Douglas R. Hofstadter (1979)

This is a book that’s either loved or hated. It has a cult following amongst mathematicians and computer scientists: Hofstadter himself is a respected computer scientist with an interest in biological modelling.

The “plot”, such as there is, revolves around explaining Godel’s incompleteness theorem: the idea that any formal mathematical system has inherent limitations and inconsistencies. Godel incompleteness is to mathematics what Turing computability is to computing: a bound on ambition, a constraint that prevents some problems from being explored. The former perhaps has less significance to everyday life than the latter, but still remains one of the cornerstone discoveries of 20th century science.

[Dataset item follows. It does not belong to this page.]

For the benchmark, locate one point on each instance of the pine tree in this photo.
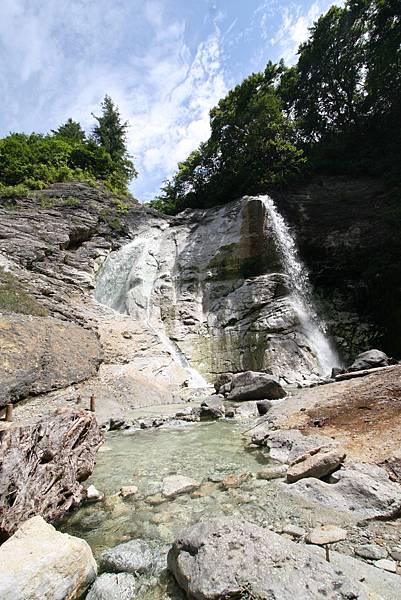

Hofstadter also zones in on the familiar discussions about art and mathematics, the appeal that recursive, self-reflecting art works (like those of Escher and Bach) have to the mathematically inclined. The weaving of these themes within the book is quite astonishing, and at times illuminating. However, it does mean that this is not a book one can dip into: it requires concerted and prolonged effort, which it only partially repays.

The scope is both impressive wide and restrictively narrow, with the reader emerging with an understanding of a problem whose everyday relevance can be questioned, but also with an exposure to a wide range of aesthetic and scientific problems that he might otherwise never consider.

3/5. Finished Sunday 11 November, 2012.